Öğrencilerin okullara akıllı telefon getirmelerinin eğitime katkı sunmayacağını söyleyen Eğitimciler Birliği Sendikası (Eğitim-Bir-Sen) Genel Sekreteri Talat Yavuz, bunun için yasal zeminin oluşturulması gerektiğini belirtti.
Okullarda kullanılan akıllı telefon ve tabletlerin eğitime zararları hakkında İLKHA muhabirine konuşan Eğitim-Bir-Sen Genel Sekreteri Talat Yavuz, dünya genelinde akıllı telefonların okullarda yasaklanmasının tavsiye edildiğini söyledi.
"Akıllı telefonlarla birlikte televizyonlarla ilgili yaptığımız uyarı çok masumca kaldı"
Yavuz, "Teknolojik aletler doğru kullanıldığında eğitime katkısı olan, öğrencilerin bilgiye hızlı ulaştığı yönüyle imkan, avantaj artıyor. Ama artık giderek bağımlılık düzeyinde mücadele edilmesi gereken bir bağımlılık aşamasına geliyor. Özellikle internet ortamında sosyal medyadaki içeriklerin zararlı olduğu öğrencilerin orada daha çok kalarak derslerinden, sosyal hayatlarından ve sporundan ödün verdiği için bu bir problemdir. Bu problem bütün dünya genelindedir. Olabildiğince bir kurala bağlamak gerekir. Olabildiğince önlem alınması gerekir çünkü söylediğimiz zor bir şeydir. Bunu ne kadar başarırsak çocuklarımız hayata o kadar hazırlanmış olur. Daha önce televizyonlarla ilgili uyarılar yapıyorduk. Sosyal medyada kaybettiği süre azımsanmayacak kadardır. Akıllı telefonlarla birlikte televizyonlarla ilgili yaptığımız uyarı çok masumca kaldı. Dünya bunun farkındadır. Okul idareleri, rehber öğretmenleri ve sivil toplum kuruluşları bunları bağımlılıkla mücadele kapsamına alması çok doğru bir uygulamadır. Eğitimcilerimiz de bu noktada duyarlı olması lazım. Öğretim yılı başında okullarda Milli Eğitim Bakanlığının cep telefonuyla sınıflara girme noktasında aldığı önlem çok yerinde bir karardır. En azından okuldayken ders saatleri içerisinde çocukların derse odaklanması ve kontrolde tutulması çok anlamlıdır." dedi.

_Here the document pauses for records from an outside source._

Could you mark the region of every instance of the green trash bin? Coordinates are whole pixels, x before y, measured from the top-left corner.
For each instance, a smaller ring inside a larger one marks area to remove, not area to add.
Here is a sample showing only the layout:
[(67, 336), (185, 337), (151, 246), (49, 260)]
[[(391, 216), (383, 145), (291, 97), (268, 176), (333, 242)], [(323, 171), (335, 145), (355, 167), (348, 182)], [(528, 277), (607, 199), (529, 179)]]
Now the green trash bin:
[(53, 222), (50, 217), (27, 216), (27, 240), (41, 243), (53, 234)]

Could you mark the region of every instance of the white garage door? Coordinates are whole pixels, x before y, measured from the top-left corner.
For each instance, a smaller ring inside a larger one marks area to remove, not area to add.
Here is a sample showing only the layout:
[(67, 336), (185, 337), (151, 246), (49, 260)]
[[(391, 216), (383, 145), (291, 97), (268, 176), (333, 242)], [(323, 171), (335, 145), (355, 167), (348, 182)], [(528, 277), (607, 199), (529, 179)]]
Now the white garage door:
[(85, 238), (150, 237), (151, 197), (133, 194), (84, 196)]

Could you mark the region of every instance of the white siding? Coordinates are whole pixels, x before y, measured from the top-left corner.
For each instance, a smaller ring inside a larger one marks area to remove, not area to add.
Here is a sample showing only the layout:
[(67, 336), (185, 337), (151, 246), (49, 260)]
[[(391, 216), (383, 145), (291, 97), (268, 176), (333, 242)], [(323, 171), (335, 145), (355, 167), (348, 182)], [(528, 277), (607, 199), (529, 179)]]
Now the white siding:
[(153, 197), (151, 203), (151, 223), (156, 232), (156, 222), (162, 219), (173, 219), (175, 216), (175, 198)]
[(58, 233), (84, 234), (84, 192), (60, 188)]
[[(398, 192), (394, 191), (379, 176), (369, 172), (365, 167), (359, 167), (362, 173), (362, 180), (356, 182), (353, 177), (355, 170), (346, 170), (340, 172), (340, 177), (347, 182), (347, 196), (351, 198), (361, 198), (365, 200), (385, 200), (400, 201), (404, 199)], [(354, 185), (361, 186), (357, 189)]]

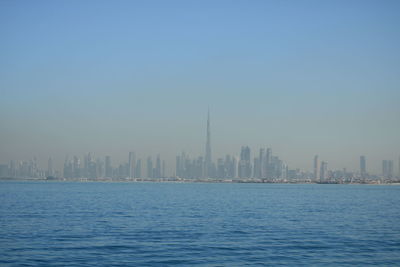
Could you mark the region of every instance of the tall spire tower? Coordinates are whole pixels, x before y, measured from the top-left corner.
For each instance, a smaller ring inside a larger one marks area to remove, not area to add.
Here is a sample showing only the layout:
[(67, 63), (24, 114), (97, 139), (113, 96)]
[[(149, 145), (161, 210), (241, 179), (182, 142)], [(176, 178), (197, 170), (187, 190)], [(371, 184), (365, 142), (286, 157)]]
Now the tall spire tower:
[(206, 142), (206, 156), (205, 156), (205, 175), (210, 175), (211, 169), (211, 133), (210, 133), (210, 108), (207, 112), (207, 142)]

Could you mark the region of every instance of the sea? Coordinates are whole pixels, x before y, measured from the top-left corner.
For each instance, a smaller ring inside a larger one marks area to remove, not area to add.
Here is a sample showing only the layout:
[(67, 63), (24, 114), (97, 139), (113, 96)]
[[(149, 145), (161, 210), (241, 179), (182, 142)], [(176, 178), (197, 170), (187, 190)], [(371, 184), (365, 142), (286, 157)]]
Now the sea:
[(400, 186), (0, 182), (0, 266), (400, 266)]

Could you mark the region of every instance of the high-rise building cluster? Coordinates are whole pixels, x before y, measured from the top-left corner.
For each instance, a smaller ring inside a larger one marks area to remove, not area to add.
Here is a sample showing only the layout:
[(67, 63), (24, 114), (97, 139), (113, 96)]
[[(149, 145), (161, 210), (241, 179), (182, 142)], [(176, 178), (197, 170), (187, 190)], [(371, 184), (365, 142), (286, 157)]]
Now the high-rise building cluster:
[(360, 156), (359, 171), (349, 172), (346, 169), (329, 170), (326, 161), (320, 161), (319, 156), (313, 159), (312, 172), (299, 169), (289, 169), (288, 165), (278, 156), (272, 154), (271, 148), (260, 148), (252, 157), (251, 149), (242, 146), (238, 156), (226, 155), (212, 160), (210, 112), (207, 114), (206, 145), (204, 156), (191, 157), (182, 152), (176, 156), (175, 170), (167, 174), (165, 160), (160, 155), (155, 158), (148, 156), (143, 161), (136, 157), (135, 152), (129, 152), (127, 161), (114, 166), (111, 156), (95, 157), (93, 153), (83, 156), (67, 156), (62, 171), (56, 170), (53, 159), (47, 162), (47, 170), (40, 169), (36, 158), (29, 161), (11, 161), (0, 164), (0, 178), (48, 178), (48, 179), (214, 179), (214, 180), (257, 180), (262, 182), (371, 182), (397, 181), (400, 179), (400, 157), (398, 173), (394, 173), (393, 160), (382, 161), (382, 173), (368, 173), (367, 159)]

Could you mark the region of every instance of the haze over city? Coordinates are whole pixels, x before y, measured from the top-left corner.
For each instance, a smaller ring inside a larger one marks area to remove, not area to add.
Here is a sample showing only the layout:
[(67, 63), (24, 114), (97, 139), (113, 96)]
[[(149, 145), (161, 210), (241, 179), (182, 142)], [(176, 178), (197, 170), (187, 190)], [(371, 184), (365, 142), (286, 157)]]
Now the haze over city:
[(172, 173), (205, 155), (209, 107), (213, 159), (397, 171), (399, 2), (288, 3), (2, 1), (0, 163), (135, 151)]

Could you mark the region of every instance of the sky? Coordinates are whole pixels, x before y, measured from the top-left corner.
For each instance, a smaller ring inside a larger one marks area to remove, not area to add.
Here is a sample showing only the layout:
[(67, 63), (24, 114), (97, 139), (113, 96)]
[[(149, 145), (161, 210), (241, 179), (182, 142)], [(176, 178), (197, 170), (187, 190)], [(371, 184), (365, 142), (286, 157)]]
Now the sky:
[[(400, 156), (400, 1), (0, 1), (0, 163)], [(253, 153), (254, 156), (254, 153)], [(397, 164), (395, 164), (397, 165)], [(167, 166), (168, 167), (168, 166)], [(168, 169), (172, 169), (169, 167)]]

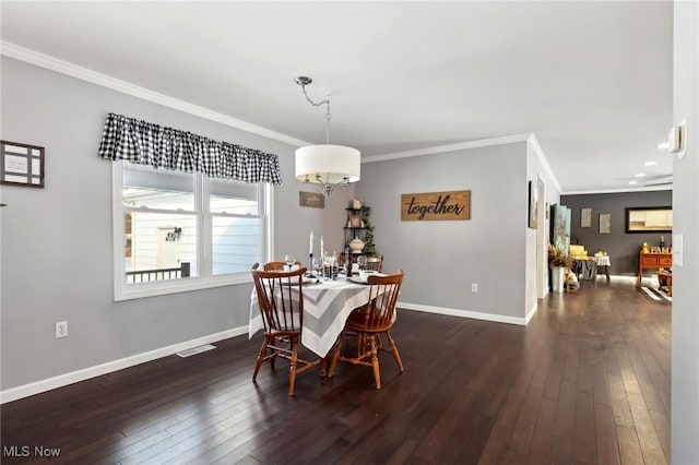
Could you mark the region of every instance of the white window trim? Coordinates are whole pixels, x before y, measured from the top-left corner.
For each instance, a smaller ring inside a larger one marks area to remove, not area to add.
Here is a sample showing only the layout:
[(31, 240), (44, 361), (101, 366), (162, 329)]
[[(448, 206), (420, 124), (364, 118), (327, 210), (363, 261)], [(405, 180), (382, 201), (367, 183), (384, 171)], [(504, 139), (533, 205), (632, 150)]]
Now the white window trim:
[[(111, 164), (111, 236), (112, 236), (112, 266), (114, 266), (114, 300), (130, 300), (140, 299), (143, 297), (163, 296), (176, 293), (188, 293), (190, 290), (210, 289), (213, 287), (230, 286), (237, 284), (252, 283), (252, 276), (250, 273), (236, 273), (226, 275), (206, 275), (209, 271), (202, 273), (200, 276), (193, 276), (182, 279), (169, 279), (169, 281), (155, 281), (152, 283), (142, 283), (138, 285), (128, 285), (126, 281), (123, 255), (123, 208), (121, 205), (121, 192), (122, 192), (122, 163), (121, 160), (112, 162)], [(196, 178), (197, 179), (197, 178)], [(265, 202), (265, 215), (262, 222), (262, 240), (263, 245), (262, 254), (263, 261), (269, 261), (270, 257), (274, 257), (272, 245), (274, 243), (272, 231), (273, 228), (273, 192), (270, 183), (263, 184), (264, 189), (264, 202)], [(200, 189), (196, 189), (198, 192)], [(203, 192), (206, 194), (208, 192)], [(208, 200), (205, 200), (208, 202)], [(206, 215), (208, 213), (204, 213)], [(203, 216), (200, 215), (200, 223), (202, 223)], [(199, 231), (203, 230), (203, 225), (199, 224)], [(200, 250), (204, 254), (211, 254), (211, 238), (202, 235), (200, 237), (202, 247)], [(202, 263), (203, 258), (199, 258), (198, 261)], [(209, 257), (210, 259), (210, 257)], [(199, 266), (200, 269), (201, 266)]]

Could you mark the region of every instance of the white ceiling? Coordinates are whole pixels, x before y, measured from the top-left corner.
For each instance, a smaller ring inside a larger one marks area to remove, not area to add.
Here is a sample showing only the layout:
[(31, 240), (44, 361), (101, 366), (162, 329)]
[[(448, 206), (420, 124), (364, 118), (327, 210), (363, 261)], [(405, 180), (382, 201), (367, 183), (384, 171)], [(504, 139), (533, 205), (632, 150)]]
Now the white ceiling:
[(363, 156), (534, 133), (567, 193), (672, 172), (670, 1), (0, 5), (7, 46), (322, 143), (311, 76)]

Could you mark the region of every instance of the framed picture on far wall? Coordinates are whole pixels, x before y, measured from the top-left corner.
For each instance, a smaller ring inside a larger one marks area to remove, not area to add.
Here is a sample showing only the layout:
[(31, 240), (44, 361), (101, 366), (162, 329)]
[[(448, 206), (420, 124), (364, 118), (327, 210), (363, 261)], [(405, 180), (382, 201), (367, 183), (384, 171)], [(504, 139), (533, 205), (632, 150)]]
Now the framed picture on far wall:
[(612, 233), (612, 214), (601, 213), (600, 214), (600, 234), (611, 234), (611, 233)]
[(592, 208), (580, 208), (580, 227), (592, 227)]
[(537, 208), (538, 199), (536, 195), (536, 184), (534, 181), (529, 181), (529, 227), (536, 229), (536, 216), (538, 214)]

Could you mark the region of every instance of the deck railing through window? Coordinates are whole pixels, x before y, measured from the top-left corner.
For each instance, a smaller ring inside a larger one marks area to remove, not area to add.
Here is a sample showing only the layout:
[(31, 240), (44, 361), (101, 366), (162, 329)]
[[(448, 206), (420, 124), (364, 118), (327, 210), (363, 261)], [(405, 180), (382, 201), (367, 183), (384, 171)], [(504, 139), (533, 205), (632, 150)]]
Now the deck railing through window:
[(176, 269), (137, 270), (127, 272), (127, 284), (189, 277), (190, 263), (182, 262)]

"Teknoloji çağında teknolojik aletler tamamen yasaklanamaz"
Açıklamasının devamında Yavuz, "Bazı şeyleri özgürlük ve bireysel haklar kapsamında değil de disiplin olayları ve çocuğun yararı başlığında değerlendirmek gerekir. Bu anlamda yürütülen bütün çalışmalara sivil toplum, Milli Eğitim Bakanlığı, okul idarelerinin ve velilerin çalışmalarının anlamlı odluğunu çok kıymetli olduğunu buna destek verilmesi gerektiğini düşünüyorum. Veliler dikkat etmesi lazım. Çocuklarımız bunun farkında olmayabilir. Kendilerine ne kadar zarar verdiğini öngöremeyebilirler ama çocuğumuzun talebi 'çocuk biraz kullansın' demek bunları masumca yapılan yanlışlar olarak değerlendirmek lazım. Çocuklarımızı korumak lazım. Tabi ki teknoloji çağında teknolojik aletler tamamen yasaklanamaz. Bu da bir gerçek ama bir ilke, sınır, ölçü ve planlama dahilinde yapılmalıdır. Belki bir ödül gibi kontrollü olarak telefon verilebilir. Kontrollü yapılabildiğinde çocuklarımızın okul başarısı gelir. Ruhsal gelişimleri daha sağlıklı olur. Çocuklarımız okumaya, sanata ve spora da zaman bulurlar. Bunları kontrollü olarak yapmak lazım. Biz öğretmenlere, sivil topluma ve velilere bu görev düşüyor." ifadelerine yer verdi.